Last week the indie crew released a short trailer online and shared plans to screen 15 minutes of the film during the upcoming Hawaii Book & Music Festival.
They’re a first look at "Under the Blood Red Sun," which won’t be released until September for a brief film festival run and then straight to on-demand viewing.
The book, which was first published in 1995, is required reading in middle school classrooms nationwide and has been read by 3 million students, according to Random House, which owns the publishing rights to the story.
Readers are drawn to Tomikazu "Tomi" Nakaji, an American-born, 13-year-old boy whose idyllic life is turned upside down by World War II and the internment of his father, grandfather and many other leaders in the Japanese community. Tomi, who worries that Billy, a mainland boy whose family moved to Hawaii, will no longer be his best friend, has to reconcile his heritage and his American identity in a time of fear and suspicion.
Tomi’s life will be underscored in the festival segment being screened, said Dana Hankins, one of the film’s producers.
"It’s beautifully acted and shot and cut together," Hankins said. "The scene is part of the most dramatic and most emotional segments of the film in that the FBI and the police come to the Nakaji home and ask if their pigeons are being used to send messages to the enemy."
FBI agents tell Tomi to kill the birds.
"It’s a pretty big, emotional scene where they are being questioned as potential traitors," Hankins said.
The Hawaii Book & Music Festival screening, which is free, will be offered twice in the Mission Memorial Auditorium: at 11:30 a.m. Saturday and 10 a.m. May 4. The book’s author, Graham "Sandy" Salisbury, who grew up in Hawaii but now lives in Oregon, will answer questions about the film afterward.
Several local actors star in the film, including a pair of teenage boys in the lead roles: Kyler Sakamoto as Tomi and Kalama Epstein as Billy.
Some of the film was shot in November and some of it in February. The crew was all over Oahu: Hawaii Plantation Village, Roosevelt High School, the Pali Lookout, Judd Trail, Kaniakapupu ruins, Kokokahi YWCA, Kalaeloa, Sand Island Beach Park and several private homes.
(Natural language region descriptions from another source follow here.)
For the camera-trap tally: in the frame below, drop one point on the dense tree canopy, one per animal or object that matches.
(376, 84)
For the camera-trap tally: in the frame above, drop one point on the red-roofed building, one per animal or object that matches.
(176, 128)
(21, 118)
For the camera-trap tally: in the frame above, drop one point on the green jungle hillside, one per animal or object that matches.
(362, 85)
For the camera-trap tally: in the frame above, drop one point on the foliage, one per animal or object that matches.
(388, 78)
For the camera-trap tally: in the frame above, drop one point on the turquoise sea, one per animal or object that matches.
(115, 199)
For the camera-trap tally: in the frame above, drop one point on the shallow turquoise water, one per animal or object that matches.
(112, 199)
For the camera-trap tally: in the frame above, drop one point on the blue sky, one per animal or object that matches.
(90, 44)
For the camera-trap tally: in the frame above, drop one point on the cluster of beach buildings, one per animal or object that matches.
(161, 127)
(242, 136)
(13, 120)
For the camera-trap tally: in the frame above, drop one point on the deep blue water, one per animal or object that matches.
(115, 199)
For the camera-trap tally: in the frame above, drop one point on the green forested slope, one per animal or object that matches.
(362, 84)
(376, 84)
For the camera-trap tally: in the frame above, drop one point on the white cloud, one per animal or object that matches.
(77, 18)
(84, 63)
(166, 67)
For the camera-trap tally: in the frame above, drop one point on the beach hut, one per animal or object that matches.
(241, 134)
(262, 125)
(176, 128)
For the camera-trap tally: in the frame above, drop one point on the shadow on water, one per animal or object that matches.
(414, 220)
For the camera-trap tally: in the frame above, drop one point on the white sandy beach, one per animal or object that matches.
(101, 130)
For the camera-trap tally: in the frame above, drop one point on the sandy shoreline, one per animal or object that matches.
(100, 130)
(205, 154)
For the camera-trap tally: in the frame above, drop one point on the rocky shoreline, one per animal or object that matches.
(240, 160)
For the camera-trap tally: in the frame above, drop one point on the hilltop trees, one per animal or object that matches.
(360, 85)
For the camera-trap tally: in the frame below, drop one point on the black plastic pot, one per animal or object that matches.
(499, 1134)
One of the most powerful scenes was shot on a Sunday morning in February when the film crew shut down a section of Nuuanu Avenue between King and Merchant streets, Hankins said.
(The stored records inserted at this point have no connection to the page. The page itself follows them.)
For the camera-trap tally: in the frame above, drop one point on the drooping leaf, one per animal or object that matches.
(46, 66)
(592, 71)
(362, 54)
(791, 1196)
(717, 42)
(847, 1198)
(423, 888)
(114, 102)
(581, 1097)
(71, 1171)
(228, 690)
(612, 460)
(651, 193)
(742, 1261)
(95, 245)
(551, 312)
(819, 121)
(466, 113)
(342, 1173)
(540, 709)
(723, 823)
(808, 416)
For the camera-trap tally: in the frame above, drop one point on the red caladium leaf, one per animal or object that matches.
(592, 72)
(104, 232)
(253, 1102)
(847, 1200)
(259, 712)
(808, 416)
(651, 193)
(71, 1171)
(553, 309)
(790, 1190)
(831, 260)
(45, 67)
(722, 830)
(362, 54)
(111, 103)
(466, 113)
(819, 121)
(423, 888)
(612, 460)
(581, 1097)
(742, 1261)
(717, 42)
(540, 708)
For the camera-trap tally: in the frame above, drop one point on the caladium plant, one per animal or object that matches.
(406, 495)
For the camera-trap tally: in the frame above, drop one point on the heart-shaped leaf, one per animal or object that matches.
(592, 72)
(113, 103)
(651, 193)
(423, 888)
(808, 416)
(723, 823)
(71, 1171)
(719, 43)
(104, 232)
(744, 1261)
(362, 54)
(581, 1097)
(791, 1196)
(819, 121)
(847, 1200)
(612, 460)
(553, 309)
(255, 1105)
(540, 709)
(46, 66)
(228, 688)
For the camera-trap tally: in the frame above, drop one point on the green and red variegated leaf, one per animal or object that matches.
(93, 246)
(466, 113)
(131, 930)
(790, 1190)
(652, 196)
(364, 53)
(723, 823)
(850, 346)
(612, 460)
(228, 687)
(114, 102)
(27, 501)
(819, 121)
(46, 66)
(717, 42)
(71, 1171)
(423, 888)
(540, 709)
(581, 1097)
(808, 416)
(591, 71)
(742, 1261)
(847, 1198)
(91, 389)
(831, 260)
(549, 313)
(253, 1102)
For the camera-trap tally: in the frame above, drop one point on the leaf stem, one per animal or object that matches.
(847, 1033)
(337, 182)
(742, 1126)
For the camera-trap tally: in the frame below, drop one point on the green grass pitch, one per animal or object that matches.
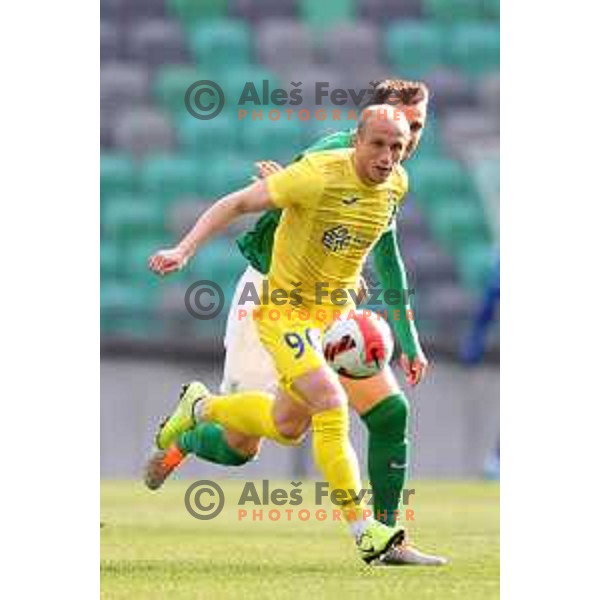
(151, 548)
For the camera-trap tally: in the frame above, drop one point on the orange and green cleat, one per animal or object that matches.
(161, 464)
(182, 419)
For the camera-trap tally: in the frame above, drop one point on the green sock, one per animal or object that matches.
(207, 441)
(388, 454)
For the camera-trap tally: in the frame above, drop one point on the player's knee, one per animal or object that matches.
(321, 391)
(245, 445)
(389, 417)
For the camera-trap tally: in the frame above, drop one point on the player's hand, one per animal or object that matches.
(267, 167)
(167, 261)
(414, 370)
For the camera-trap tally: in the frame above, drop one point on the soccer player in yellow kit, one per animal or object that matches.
(336, 206)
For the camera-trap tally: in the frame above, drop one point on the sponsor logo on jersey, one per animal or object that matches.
(337, 238)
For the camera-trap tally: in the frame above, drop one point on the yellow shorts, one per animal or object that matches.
(293, 338)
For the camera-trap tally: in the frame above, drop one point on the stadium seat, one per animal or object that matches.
(491, 9)
(181, 215)
(463, 127)
(348, 45)
(488, 92)
(251, 10)
(170, 177)
(110, 259)
(414, 48)
(432, 178)
(126, 308)
(137, 252)
(448, 304)
(310, 76)
(233, 82)
(123, 85)
(110, 44)
(430, 145)
(426, 262)
(283, 43)
(143, 131)
(221, 44)
(451, 88)
(456, 224)
(475, 264)
(117, 175)
(189, 12)
(272, 139)
(475, 48)
(322, 15)
(128, 217)
(127, 11)
(451, 11)
(385, 10)
(202, 137)
(157, 42)
(227, 173)
(171, 84)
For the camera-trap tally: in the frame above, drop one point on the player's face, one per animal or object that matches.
(378, 149)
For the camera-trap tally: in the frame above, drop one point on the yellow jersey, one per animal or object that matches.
(330, 222)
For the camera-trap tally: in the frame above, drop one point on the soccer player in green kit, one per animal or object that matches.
(379, 401)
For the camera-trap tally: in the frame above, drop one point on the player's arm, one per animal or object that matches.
(298, 184)
(251, 199)
(392, 273)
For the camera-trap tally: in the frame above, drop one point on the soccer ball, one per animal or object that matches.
(359, 345)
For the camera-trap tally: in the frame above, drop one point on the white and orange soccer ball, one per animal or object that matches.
(358, 346)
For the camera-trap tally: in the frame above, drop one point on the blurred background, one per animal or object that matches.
(160, 167)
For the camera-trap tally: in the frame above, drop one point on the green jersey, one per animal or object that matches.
(257, 244)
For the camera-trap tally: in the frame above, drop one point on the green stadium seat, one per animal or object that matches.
(233, 83)
(190, 12)
(221, 44)
(135, 257)
(171, 84)
(319, 14)
(457, 224)
(270, 139)
(475, 263)
(202, 137)
(117, 175)
(227, 173)
(110, 259)
(415, 48)
(474, 48)
(125, 309)
(170, 177)
(491, 9)
(125, 219)
(451, 11)
(430, 178)
(430, 145)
Director Tim Savage filled the scene with 125 actors and extras as he marched men of Japanese ancestry to an internment camp.
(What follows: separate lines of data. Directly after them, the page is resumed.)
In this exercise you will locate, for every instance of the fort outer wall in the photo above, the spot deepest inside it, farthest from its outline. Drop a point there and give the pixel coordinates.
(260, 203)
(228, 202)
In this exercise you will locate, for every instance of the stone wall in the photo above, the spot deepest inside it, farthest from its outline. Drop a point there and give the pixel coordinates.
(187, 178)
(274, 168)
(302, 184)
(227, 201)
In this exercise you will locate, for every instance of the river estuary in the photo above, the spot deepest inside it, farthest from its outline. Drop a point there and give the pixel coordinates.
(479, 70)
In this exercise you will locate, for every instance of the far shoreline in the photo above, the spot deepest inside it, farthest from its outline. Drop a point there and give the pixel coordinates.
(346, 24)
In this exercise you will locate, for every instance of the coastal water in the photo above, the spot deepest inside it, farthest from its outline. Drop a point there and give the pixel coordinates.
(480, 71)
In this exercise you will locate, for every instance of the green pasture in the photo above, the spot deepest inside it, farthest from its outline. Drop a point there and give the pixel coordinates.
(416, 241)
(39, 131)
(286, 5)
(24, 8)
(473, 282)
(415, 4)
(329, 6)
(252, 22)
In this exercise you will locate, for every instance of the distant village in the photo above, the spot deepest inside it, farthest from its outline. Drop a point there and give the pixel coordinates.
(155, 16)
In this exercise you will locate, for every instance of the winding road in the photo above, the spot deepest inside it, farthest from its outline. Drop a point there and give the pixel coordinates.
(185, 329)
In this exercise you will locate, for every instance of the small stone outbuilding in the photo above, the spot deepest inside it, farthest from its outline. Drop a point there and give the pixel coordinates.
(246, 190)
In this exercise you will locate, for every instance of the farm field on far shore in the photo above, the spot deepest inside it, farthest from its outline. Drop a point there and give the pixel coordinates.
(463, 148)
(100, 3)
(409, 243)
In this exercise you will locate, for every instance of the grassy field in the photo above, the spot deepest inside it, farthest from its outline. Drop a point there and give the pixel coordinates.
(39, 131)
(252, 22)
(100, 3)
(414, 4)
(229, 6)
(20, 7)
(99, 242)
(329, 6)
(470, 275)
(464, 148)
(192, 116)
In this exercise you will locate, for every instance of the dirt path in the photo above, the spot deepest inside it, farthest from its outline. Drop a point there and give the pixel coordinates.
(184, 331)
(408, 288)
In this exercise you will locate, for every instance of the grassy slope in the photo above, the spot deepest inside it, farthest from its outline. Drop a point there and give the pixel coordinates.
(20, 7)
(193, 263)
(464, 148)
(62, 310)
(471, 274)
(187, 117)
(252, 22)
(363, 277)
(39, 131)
Descendants of the 100th Infantry Battalion and the 442nd Regimental Combat Team — World War II units primarily made up of second-generation Japanese-Americans — were among the extras used that day.
Although only a few additional scenes and some re-shoots still need to be completed, all of the visual effects still have to be created, including the waves of attacking Japanese planes and the integration of actual wartime footage, Hankins said. None of that will overwhelm the film, though.
"We are certainly not looking to re-create the war," Hankins said. "I think our creative decisions will be to continue to keep it personal and intimate rather than throw it open and wide with big wartime sequences."
Find the trailer on YouTube under the headline "Under the Blood Red Sun Teaser Trailer HD."